Car il ne s’agit pas, comme on a pu l’entendre, de raviver la lutte des classes en favorisant les patrons au détriment des salariés, mais d’octroyer une place centrale à l’entreprise, qui se situe au cœur de notre tissu économique.

Les ordonnances prévoient de clarifier l’articulation entre accords de branche et accords d’entreprise sans pour autant « inverser la hiérarchie des normes », comme le disent les experts, autrement dit sans se départir des prérogatives de la loi.

Elles permettent une négociation simple et accessible pour les petites entreprises qui, majoritairement, n’ont pas de délégué syndical, voire d’élu du personnel.

Elles créent une instance unique de représentation du personnel, le comité social et économique : une grande liberté est laissée aux partenaires sociaux pour déterminer les modalités de fonctionnement de ce CSE.

Elles visent à renforcer la sécurité des relations de travail, en particulier en matière de licenciement en instaurant un barème qui comprend des planchers et des plafonds.
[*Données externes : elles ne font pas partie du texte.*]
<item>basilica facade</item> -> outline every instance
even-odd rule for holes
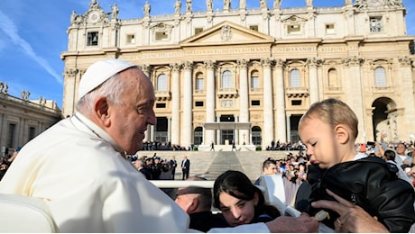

Le compte professionnel de prévention de la pénibilité, d’une extrême difficulté à mettre en œuvre, est transformé en compte professionnel de prévention dont le financement sera assuré par la branche ATMP de la Caisse nationale d’assurance maladie.

Sans entrer dans tous les détails d’un sujet d’une grande complexité, je terminerai en disant que ces ordonnances n’ont pas la prétention à elles seules de relancer la compétitivité de nos entreprises, mais de changer les mentalités en accordant une place centrale aux accords d’entreprise et en faisant confiance aux partenaires sociaux.